KVM: VMX: add module parameter to avoid trapping HLT instructions (v5)

In certain use-cases, we want to allocate guests fixed time slices where idle
guest cycles leave the machine idling.  There are many approaches to achieve
this but the most direct is to simply avoid trapping the HLT instruction which
lets the guest directly execute the instruction putting the processor to sleep.

Introduce this as a module-level option for kvm-vmx.ko since if you do this
for one guest, you probably want to do it for all.

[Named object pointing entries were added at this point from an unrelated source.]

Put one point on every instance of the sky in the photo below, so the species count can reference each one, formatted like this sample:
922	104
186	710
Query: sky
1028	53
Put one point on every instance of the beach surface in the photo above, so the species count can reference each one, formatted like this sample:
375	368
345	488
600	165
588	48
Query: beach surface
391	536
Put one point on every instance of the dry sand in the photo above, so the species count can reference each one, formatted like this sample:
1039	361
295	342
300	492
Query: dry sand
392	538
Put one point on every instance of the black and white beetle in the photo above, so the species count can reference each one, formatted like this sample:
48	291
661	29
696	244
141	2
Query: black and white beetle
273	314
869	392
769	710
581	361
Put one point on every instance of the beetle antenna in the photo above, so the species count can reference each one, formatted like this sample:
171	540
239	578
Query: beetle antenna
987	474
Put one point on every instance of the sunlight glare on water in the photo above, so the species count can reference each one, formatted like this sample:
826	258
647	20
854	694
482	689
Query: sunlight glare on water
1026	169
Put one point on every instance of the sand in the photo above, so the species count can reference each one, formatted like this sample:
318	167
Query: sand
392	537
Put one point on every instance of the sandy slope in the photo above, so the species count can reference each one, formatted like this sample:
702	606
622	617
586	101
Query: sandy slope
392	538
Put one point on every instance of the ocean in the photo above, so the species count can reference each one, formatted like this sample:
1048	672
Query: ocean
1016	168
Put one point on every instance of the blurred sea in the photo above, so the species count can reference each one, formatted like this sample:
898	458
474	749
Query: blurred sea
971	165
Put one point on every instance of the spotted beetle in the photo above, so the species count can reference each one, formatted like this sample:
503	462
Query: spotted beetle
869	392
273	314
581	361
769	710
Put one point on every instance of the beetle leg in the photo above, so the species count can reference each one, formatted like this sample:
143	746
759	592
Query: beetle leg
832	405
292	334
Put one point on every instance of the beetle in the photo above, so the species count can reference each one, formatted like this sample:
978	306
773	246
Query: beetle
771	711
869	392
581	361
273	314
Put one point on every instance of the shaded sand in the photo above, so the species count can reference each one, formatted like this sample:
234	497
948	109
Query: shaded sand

Signed-off-by: Anthony Liguori <aliguori@us.ibm.com>
Signed-off-by: Avi Kivity <avi@redhat.com>
diff --git a/arch/x86/kvm/vmx.c b/arch/x86/kvm/vmx.c
index f3693ca..c195260 100644
--- a/arch/x86/kvm/vmx.c
+++ b/arch/x86/kvm/vmx.c
@@ -69,6 +69,9 @@
 static int __read_mostly vmm_exclusive = 1;
 module_param(vmm_exclusive, bool, S_IRUGO);
 
+static int __read_mostly yield_on_hlt = 1;
+module_param(yield_on_hlt, bool, S_IRUGO);
+
 #define KVM_GUEST_CR0_MASK_UNRESTRICTED_GUEST				\
 	(X86_CR0_WP | X86_CR0_NE | X86_CR0_NW | X86_CR0_CD)
 #define KVM_GUEST_CR0_MASK						\
@@ -1009,6 +1012,17 @@
 	vmx_set_interrupt_shadow(vcpu, 0);
 }
 
+static void vmx_clear_hlt(struct kvm_vcpu *vcpu)
+{
+	/* Ensure that we clear the HLT state in the VMCS.  We don't need to
+	 * explicitly skip the instruction because if the HLT state is set, then
+	 * the instruction is already executing and RIP has already been
+	 * advanced. */
+	if (!yield_on_hlt &&
+	    vmcs_read32(GUEST_ACTIVITY_STATE) == GUEST_ACTIVITY_HLT)
+		vmcs_write32(GUEST_ACTIVITY_STATE, GUEST_ACTIVITY_ACTIVE);
+}
+
 static void vmx_queue_exception(struct kvm_vcpu *vcpu, unsigned nr,
 				bool has_error_code, u32 error_code,
 				bool reinject)
@@ -1035,6 +1049,7 @@
 		intr_info |= INTR_TYPE_HARD_EXCEPTION;
 
 	vmcs_write32(VM_ENTRY_INTR_INFO_FIELD, intr_info);
+	vmx_clear_hlt(vcpu);
 }
 
 static bool vmx_rdtscp_supported(void)
@@ -1419,7 +1434,7 @@
 				&_pin_based_exec_control) < 0)
 		return -EIO;
 
-	min = CPU_BASED_HLT_EXITING |
+	min =
 #ifdef CONFIG_X86_64
 	      CPU_BASED_CR8_LOAD_EXITING |
 	      CPU_BASED_CR8_STORE_EXITING |
@@ -1432,6 +1447,10 @@
 	      CPU_BASED_MWAIT_EXITING |
 	      CPU_BASED_MONITOR_EXITING |
 	      CPU_BASED_INVLPG_EXITING;
+
+	if (yield_on_hlt)
+		min |= CPU_BASED_HLT_EXITING;
+
 	opt = CPU_BASED_TPR_SHADOW |
 	      CPU_BASED_USE_MSR_BITMAPS |
 	      CPU_BASED_ACTIVATE_SECONDARY_CONTROLS;
@@ -2728,7 +2747,7 @@
 	vmcs_writel(GUEST_IDTR_BASE, 0);
 	vmcs_write32(GUEST_IDTR_LIMIT, 0xffff);
 
-	vmcs_write32(GUEST_ACTIVITY_STATE, 0);
+	vmcs_write32(GUEST_ACTIVITY_STATE, GUEST_ACTIVITY_ACTIVE);
 	vmcs_write32(GUEST_INTERRUPTIBILITY_INFO, 0);
 	vmcs_write32(GUEST_PENDING_DBG_EXCEPTIONS, 0);
 
@@ -2821,6 +2840,7 @@
 	} else
 		intr |= INTR_TYPE_EXT_INTR;
 	vmcs_write32(VM_ENTRY_INTR_INFO_FIELD, intr);
+	vmx_clear_hlt(vcpu);
 }
 
 static void vmx_inject_nmi(struct kvm_vcpu *vcpu)
@@ -2848,6 +2868,7 @@
 	}
 	vmcs_write32(VM_ENTRY_INTR_INFO_FIELD,
 			INTR_TYPE_NMI_INTR | INTR_INFO_VALID_MASK | NMI_VECTOR);
+	vmx_clear_hlt(vcpu);
 }
 
 static int vmx_nmi_allowed(struct kvm_vcpu *vcpu)